Karkaroffa educator
clio44a
clio44a at yahoo.com
Fri Apr 9 11:04:59 UTC 2004
No: HPFGUIDX 95504
--- In HPforGrownups at yahoogroups.com, MadameSSnape at a... wrote:
> In a message dated 4/9/2004 3:42:55 AM Eastern Daylight Time,
> clio44a at y... writes:
> Maybe I'm wrong (since I don't speak Russian), but I think that
the
> ending -off points more towards a Russian origin of the name. A
> familiy name ending with an -ov would speak for the origin in
> another slavic language. Written Russian does not use latin
letters,
> so this might be up to the translator, as Sherrie pointed out.
IIRC
> the ending no matter how it is written means 'son of'.
>
> ========================
> Sherrie here:
>
> And yet, it's Anton Chekov (or sometimes Chekhov) -
never "Checkoff" - and
> I've never seen the late Soviet Premiere referred to
as "Brezhneff"... The more
> I think about it, the more my creaky old brain seems to believe
that the -off
> transliteration was used primarily in older works, and maybe some
British
> ones. I do know the Yul Brynner film uses "Karamazov", e.g.
Technically
> speaking, the -ov ending would be the more correct/direct
transliteration of the
> Cyrillic characters.
[snip]
> Sherrie
> "Unless history lives in our present, it has no future."
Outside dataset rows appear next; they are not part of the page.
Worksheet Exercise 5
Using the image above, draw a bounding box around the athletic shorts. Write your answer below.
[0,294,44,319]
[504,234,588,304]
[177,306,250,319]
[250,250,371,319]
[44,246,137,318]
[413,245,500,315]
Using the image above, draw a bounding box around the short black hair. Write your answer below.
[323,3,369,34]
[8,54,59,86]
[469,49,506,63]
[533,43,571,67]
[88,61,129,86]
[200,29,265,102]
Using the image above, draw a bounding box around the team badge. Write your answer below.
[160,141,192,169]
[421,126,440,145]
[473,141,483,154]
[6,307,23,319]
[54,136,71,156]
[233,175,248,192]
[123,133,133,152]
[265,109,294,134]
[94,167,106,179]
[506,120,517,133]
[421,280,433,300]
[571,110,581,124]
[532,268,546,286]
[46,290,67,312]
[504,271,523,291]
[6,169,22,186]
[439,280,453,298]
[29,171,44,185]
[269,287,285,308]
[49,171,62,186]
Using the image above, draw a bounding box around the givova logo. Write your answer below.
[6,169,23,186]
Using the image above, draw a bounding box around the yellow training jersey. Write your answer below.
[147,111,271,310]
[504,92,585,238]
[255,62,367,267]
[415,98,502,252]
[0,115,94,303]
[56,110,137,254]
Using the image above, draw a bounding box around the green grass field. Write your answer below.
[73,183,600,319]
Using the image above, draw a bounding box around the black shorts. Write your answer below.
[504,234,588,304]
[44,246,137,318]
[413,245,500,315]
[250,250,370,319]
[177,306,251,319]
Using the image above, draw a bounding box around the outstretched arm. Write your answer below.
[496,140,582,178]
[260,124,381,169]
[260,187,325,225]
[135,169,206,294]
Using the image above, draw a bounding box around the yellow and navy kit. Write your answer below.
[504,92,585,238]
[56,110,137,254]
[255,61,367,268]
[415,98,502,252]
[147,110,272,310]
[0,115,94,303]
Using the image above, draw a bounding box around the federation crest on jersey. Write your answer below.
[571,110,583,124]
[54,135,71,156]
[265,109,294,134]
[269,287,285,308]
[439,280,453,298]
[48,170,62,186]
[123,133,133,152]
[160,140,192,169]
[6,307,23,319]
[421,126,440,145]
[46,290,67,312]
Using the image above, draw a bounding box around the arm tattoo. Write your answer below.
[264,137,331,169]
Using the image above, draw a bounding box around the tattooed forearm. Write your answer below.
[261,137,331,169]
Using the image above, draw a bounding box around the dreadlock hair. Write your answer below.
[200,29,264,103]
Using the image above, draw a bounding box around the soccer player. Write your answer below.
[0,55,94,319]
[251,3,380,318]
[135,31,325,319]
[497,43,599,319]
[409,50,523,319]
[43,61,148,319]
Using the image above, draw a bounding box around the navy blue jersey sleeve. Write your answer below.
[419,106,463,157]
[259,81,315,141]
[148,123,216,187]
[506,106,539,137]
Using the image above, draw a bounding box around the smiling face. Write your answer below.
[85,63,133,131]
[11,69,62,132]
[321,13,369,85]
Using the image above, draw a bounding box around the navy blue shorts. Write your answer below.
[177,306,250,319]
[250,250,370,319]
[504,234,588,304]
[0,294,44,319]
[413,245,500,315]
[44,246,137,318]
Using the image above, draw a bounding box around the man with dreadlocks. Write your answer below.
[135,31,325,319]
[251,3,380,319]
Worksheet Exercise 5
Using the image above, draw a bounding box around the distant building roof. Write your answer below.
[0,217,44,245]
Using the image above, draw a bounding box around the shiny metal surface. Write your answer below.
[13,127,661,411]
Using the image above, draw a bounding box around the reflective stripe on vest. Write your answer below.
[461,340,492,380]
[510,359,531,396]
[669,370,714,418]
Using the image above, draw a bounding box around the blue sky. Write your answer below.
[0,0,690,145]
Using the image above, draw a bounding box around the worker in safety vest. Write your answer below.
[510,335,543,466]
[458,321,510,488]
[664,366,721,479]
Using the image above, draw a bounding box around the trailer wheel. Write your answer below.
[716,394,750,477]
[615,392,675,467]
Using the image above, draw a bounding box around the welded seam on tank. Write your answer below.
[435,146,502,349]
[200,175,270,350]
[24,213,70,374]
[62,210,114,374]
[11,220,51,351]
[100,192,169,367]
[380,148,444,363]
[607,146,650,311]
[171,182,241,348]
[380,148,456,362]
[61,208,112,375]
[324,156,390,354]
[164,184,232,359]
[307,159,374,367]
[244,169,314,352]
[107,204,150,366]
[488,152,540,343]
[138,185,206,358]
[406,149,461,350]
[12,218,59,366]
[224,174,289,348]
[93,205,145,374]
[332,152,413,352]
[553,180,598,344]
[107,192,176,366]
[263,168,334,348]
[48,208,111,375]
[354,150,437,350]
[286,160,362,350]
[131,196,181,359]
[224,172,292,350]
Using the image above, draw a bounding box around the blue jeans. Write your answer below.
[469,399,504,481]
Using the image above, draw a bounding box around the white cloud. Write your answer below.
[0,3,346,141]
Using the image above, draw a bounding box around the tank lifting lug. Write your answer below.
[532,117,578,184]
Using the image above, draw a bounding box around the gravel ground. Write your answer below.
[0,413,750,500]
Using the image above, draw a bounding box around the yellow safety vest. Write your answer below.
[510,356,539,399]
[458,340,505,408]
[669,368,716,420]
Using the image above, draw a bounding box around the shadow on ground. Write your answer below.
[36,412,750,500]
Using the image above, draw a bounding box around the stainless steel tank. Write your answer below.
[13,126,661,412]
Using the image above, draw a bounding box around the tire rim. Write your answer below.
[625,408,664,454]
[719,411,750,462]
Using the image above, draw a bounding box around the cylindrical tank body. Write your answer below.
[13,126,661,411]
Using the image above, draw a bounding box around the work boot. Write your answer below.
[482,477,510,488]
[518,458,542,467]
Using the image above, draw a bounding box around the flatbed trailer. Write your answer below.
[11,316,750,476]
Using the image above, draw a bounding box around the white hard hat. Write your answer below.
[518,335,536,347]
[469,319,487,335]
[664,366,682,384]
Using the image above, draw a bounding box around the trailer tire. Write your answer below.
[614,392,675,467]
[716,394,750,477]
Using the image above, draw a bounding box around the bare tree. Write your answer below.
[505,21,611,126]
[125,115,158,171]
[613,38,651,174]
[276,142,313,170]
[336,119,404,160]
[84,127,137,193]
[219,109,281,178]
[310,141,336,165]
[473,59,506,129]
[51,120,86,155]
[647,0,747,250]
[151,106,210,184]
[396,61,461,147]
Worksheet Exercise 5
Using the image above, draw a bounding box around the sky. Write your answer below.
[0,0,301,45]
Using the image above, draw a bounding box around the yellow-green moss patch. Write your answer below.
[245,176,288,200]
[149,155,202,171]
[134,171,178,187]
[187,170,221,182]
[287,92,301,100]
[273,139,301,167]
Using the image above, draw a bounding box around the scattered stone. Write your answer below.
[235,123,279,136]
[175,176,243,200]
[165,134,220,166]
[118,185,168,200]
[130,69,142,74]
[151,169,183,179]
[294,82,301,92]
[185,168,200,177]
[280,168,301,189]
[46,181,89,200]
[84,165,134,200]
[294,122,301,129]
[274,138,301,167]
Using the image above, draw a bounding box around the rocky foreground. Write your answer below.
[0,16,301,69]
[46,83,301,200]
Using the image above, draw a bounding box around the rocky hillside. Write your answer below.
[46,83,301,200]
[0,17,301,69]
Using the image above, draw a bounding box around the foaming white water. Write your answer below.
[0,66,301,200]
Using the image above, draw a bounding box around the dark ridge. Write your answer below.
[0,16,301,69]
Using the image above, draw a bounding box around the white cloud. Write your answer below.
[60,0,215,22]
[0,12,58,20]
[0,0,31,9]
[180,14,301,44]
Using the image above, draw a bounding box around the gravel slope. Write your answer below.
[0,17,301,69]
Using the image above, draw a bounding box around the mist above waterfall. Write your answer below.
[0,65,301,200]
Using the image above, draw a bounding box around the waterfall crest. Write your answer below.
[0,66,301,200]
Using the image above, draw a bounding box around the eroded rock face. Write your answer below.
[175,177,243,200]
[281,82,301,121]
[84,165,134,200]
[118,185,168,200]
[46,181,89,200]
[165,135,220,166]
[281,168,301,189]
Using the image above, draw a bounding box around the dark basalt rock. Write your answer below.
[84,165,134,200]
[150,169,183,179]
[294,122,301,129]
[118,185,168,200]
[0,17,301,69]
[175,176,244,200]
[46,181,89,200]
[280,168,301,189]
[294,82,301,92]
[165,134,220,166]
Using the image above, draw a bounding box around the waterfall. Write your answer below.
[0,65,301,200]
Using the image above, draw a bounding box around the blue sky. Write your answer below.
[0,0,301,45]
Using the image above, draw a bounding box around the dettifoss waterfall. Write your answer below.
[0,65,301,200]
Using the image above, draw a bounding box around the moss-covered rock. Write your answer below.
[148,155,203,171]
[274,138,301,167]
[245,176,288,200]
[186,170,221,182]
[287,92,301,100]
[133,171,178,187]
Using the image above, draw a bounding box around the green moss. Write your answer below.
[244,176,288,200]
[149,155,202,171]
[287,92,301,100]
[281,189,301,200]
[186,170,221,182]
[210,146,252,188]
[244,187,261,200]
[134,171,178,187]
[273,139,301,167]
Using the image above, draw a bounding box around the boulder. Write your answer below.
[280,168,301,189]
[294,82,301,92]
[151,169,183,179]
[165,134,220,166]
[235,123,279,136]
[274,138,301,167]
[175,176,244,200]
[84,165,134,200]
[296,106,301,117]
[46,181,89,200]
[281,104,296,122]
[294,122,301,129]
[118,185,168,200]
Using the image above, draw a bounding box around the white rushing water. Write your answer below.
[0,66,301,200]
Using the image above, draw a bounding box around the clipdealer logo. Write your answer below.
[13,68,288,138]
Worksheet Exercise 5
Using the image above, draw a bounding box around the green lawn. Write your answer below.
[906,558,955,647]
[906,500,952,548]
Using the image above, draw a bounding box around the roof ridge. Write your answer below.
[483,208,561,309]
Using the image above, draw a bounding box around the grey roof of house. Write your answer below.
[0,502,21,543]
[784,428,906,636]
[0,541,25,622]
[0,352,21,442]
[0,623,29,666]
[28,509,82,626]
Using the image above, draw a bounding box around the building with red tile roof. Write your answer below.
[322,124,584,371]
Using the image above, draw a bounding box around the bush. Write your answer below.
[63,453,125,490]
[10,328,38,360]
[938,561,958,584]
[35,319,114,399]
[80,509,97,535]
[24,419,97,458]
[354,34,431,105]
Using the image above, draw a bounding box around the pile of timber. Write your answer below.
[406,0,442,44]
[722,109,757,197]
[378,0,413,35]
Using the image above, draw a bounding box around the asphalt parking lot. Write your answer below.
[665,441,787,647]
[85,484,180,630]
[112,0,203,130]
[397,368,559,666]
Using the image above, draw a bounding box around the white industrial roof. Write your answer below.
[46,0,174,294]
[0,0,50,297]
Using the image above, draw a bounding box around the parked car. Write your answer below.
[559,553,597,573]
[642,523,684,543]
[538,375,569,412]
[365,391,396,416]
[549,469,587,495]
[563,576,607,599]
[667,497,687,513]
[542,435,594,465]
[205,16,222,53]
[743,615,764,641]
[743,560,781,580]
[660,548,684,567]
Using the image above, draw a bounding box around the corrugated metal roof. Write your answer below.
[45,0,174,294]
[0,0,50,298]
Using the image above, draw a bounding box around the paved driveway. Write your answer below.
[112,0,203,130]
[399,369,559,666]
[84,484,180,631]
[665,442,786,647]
> PRESERVE OUR CIVIL WAR BATTLEFIELDS!
>
You really made me thinking. Maybe we should leave the problem to
some native speaker.
I base my understanding of how names are written on how they are
translated and written into German, my native language, and I have
just realized that the spelling of Russian names in German might be
very different from English. Many would end with an -ow in
the "german version" like Karamasow and Breschnew, or with an -ff
like Stroganoff or Chargaff.
Since JKR is an English writer I guess I should leave this field to
either English or Russian people. Sorry for butting in, but I still
believe I. Karkaroff is from Russia while A. Dolohov is Czech.